Which brings us to the $10 million question. What happens if an attacker is deliberately tampering with our RNG/PRNG in order to make it fail? Note that this is not an academic question. We have excellent reason to believe it’s happened in some real systems.
Just for fun, let’s go back to the Intel Ivy Bridge RNG described above. We’ll take a look specifically at the PRNG portion of the design, which uses the NIST CTR-DRBG random number generator with AES:
|Portion of the Intel Ivy Bridge design, with a few annotations added by yours truly. (original source)|
The CTR-DRBG design relies on two features. First, an AES key is selected at random along with some input seed. This pair goes into the AES cipher, where it is processed to derive a new key and data. The result should be unpredictable to most attackers.
But if you were able to change the way keys were updated (in the key_in_mux hilighted) so that instead of updating the key and/or using an unpredictable one, it chose a fixed key known to the attacker, you would now have a very powerful backdoor. Specifically, the output would still look statistically perfectly random. But an attacker who knows this key could simply decrypt one block of RNG output to obtain all future and past outputs of the generator until the next time it was reseeded.
Note that I am not saying the Intel system has a backdoor in it — far from it. I’m only considering how easily it might be made to have one if you were an attacker with control of Intel’s fabrication plants (or their microcode updates). And this is hardly Intel’s fault. It’s just the nature of this particular RNG design. Others could be just as vulnerable.
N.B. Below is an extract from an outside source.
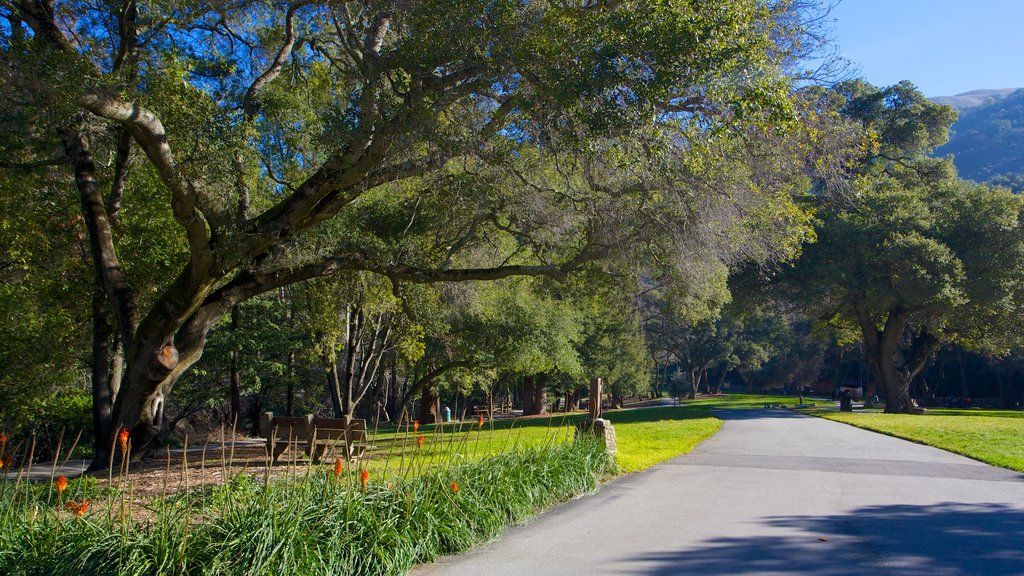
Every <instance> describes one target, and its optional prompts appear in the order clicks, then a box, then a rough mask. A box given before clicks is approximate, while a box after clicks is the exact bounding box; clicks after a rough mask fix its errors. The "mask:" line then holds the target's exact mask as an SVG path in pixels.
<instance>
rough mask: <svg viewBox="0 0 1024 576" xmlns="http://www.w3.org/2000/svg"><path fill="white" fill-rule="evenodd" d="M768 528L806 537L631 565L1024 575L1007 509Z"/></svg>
mask: <svg viewBox="0 0 1024 576" xmlns="http://www.w3.org/2000/svg"><path fill="white" fill-rule="evenodd" d="M762 523H763V524H764V525H766V527H773V528H784V529H788V530H796V531H799V532H803V535H796V536H794V535H787V536H768V535H766V536H759V537H753V538H738V537H737V538H717V539H713V540H709V541H708V542H707V543H706V545H703V546H701V547H698V548H696V549H692V548H691V549H685V550H678V551H660V552H649V553H644V554H640V556H637V557H633V558H630V559H628V560H629V561H631V562H640V563H645V564H646V565H647V567H648V568H647V569H646V570H642V571H641V572H640V573H641V574H647V575H657V576H662V575H666V576H667V575H670V574H673V575H675V574H688V575H692V574H762V573H785V574H812V575H815V576H840V575H848V574H901V575H902V574H928V575H931V576H936V575H946V574H950V575H959V574H985V575H988V576H992V575H1010V574H1016V575H1021V574H1024V546H1022V544H1024V510H1021V509H1017V508H1012V507H1009V506H1006V505H1001V504H971V505H968V504H959V503H943V504H938V505H933V506H906V505H893V506H868V507H863V508H860V509H857V510H854V511H853V512H852V513H849V515H843V516H827V517H781V518H768V519H764V520H763V521H762ZM822 538H823V539H824V541H822V540H821V539H822Z"/></svg>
Actually using this knowledge to attack applications would be more complex, since many system-level RNGs (including the Linux Kernel RNG) combine the output of the RNG with other system entropy (through XOR, unfortunately, not hashing). But Intel has pushed hard to see their RNG output used directly, and there exist plugins for OpenSSL that allow you to use it similarly. If you used such a method, these hypothetical flaws could easily make their way all the way into your cryptography.
Designing against these issues
Unfortunately, so far all I’ve done is call out the challenges with building trustworthy RNGs. And there’s a reason for this: the challenges are easy to identify, while the solutions themselves are hard. And unfortunately at this time, they’re quite manual.
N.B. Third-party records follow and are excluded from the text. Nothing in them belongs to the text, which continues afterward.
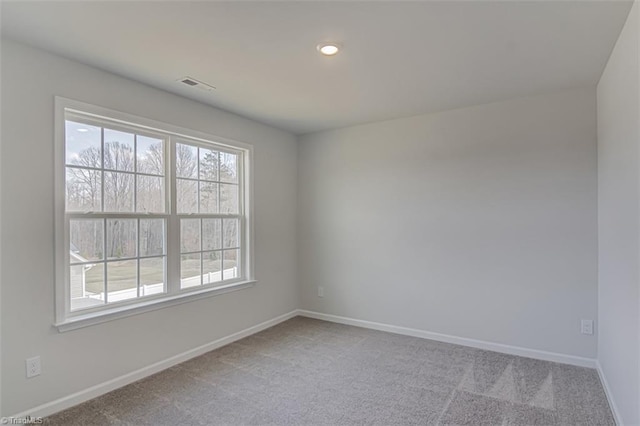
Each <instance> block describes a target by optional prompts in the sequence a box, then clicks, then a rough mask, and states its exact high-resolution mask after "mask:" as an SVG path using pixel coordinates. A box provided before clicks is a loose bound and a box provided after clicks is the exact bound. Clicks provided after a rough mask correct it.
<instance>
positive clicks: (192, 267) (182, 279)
mask: <svg viewBox="0 0 640 426" xmlns="http://www.w3.org/2000/svg"><path fill="white" fill-rule="evenodd" d="M200 266H201V265H200V253H194V254H183V255H182V256H180V288H187V287H194V286H198V285H200V284H201V279H202V273H201V272H200V271H201V269H200Z"/></svg>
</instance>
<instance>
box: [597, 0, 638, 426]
mask: <svg viewBox="0 0 640 426" xmlns="http://www.w3.org/2000/svg"><path fill="white" fill-rule="evenodd" d="M639 49H640V6H639V5H638V3H637V2H636V3H635V4H634V6H633V8H632V9H631V12H630V14H629V17H628V18H627V23H626V25H625V27H624V29H623V30H622V33H621V34H620V38H619V40H618V43H617V44H616V47H615V49H614V51H613V53H612V55H611V57H610V58H609V63H608V64H607V67H606V69H605V71H604V73H603V75H602V78H601V79H600V83H599V84H598V213H599V215H598V219H599V268H598V270H599V286H598V287H599V291H598V309H599V317H600V327H599V330H598V331H599V340H598V359H599V361H600V365H601V367H602V371H603V373H604V376H605V378H606V381H607V383H608V384H609V388H610V390H611V394H612V396H613V400H614V401H615V404H616V405H617V408H618V412H619V414H620V417H621V420H622V421H623V423H624V424H626V425H638V424H640V275H639V270H638V268H639V267H640V263H639V256H640V250H639V244H638V243H639V237H640V222H639V220H640V209H639V203H640V193H639V191H640V181H639V179H640V158H639V155H640V149H639V148H640V105H639V102H640V101H639V99H640V81H639V80H640V66H639V65H638V61H639V59H640V53H639Z"/></svg>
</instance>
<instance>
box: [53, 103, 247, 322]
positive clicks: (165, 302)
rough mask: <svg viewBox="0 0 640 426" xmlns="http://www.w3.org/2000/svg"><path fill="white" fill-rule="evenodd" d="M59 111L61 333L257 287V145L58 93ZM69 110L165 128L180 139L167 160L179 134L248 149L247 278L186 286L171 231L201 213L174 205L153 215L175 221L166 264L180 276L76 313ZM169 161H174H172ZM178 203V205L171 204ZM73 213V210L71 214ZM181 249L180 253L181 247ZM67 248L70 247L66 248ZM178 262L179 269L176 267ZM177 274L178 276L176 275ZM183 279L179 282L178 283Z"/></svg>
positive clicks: (175, 242)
Building secure RNG/PRNGs still requires a combination of design expertise, careful low-level (true) RNG testing — using expert design and statistical tests — and the use of certified algorithms with proper tests. All of the techniques above contribute to building a secure RNG, but none of them are quite sufficient.
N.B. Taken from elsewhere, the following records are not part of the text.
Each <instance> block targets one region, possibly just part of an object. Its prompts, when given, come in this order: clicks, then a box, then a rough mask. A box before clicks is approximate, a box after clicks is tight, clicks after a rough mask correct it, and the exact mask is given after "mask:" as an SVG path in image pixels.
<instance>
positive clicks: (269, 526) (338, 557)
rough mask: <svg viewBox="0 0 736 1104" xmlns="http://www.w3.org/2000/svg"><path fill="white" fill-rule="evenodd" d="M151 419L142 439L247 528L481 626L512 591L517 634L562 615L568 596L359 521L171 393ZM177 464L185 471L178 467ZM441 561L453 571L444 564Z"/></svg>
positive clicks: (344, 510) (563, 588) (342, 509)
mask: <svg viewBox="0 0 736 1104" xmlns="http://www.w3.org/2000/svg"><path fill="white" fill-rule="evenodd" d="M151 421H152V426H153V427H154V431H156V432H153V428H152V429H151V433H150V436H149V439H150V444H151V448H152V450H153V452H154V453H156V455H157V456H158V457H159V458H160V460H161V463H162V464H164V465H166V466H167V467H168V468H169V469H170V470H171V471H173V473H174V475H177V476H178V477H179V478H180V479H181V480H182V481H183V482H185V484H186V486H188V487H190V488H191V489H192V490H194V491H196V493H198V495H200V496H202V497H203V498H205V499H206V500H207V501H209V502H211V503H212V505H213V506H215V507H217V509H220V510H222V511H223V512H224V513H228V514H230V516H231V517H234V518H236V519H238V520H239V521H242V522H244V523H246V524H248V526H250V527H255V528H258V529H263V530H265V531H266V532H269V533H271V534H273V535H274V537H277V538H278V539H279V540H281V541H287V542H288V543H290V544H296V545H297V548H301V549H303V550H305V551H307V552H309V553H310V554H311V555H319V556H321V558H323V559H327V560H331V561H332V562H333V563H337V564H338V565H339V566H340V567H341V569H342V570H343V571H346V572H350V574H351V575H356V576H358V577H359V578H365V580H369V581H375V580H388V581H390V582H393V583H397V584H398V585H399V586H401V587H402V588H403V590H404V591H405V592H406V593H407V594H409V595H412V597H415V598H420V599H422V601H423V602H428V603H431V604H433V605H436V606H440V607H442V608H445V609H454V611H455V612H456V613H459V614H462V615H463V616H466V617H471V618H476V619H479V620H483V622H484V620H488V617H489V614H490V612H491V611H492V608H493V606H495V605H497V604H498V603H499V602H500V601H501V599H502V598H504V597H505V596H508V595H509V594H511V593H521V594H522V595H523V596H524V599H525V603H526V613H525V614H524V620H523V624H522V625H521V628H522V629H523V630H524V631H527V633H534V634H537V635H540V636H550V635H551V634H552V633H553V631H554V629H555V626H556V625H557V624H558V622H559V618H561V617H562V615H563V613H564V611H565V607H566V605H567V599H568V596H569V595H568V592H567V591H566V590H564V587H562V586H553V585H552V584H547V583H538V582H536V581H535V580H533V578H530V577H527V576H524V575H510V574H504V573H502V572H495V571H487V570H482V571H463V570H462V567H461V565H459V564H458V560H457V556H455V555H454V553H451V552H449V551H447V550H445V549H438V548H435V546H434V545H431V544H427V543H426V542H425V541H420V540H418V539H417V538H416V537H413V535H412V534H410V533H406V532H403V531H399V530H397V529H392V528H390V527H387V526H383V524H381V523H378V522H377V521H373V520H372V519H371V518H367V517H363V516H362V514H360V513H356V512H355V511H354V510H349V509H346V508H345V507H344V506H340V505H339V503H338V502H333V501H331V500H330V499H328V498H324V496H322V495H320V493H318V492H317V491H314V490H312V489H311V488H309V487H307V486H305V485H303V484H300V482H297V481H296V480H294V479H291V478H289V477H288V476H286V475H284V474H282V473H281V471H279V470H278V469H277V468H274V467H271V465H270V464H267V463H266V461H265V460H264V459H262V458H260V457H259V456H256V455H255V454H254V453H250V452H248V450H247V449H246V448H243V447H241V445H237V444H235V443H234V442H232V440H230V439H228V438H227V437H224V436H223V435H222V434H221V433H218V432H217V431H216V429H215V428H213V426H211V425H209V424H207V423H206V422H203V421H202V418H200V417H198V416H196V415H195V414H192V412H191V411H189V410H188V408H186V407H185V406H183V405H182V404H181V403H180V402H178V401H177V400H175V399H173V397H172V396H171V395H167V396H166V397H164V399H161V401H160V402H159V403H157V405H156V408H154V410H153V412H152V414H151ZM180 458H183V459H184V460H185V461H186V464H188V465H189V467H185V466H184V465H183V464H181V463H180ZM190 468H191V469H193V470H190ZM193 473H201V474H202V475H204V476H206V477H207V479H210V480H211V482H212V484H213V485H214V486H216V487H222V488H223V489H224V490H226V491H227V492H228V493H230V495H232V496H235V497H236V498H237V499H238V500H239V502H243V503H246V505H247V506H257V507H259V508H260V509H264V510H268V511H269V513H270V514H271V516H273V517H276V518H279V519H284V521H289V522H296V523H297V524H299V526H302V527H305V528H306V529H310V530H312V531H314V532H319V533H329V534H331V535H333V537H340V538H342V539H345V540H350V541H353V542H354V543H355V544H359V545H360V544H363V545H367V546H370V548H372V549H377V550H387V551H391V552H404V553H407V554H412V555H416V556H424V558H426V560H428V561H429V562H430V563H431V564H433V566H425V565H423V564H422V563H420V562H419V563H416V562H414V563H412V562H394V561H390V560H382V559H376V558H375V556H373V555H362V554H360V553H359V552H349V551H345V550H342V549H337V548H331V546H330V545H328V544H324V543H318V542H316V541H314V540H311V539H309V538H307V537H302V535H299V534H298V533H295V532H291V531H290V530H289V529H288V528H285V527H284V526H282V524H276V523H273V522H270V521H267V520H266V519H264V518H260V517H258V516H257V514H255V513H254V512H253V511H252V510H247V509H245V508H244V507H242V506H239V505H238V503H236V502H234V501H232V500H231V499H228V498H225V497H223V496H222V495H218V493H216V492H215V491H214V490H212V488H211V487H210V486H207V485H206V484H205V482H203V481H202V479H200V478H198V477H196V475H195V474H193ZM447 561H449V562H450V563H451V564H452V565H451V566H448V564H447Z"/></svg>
Solving this problem, at least in software, so we can ensure that code is correct and does not contain hidden ‘easter eggs’, represents one of the more significant research challenges facing those of us who depend on secure cryptographic primitives. I do hope some enterprising graduate students will give these issues the attention they deserve.
* Though there are some exceptions. See, for example, this FIPS certified smart card that included a bad RNG which was used to generate cryptographic secrets. In general FIPS disallows this except for a very small number of approved RNGs. Perhaps this was one.
** The original version of this post claimed that /dev/random seeds /dev/urandom. This is actually a mistake — both /dev/random and /dev/urandom use the same PRNG, but /dev/random simply keeps track of how much ‘entropy’ is in the pool and blocks when you have drawn too many bits. Thanks to Brendan Long and Thomas Ptacek for setting me straight.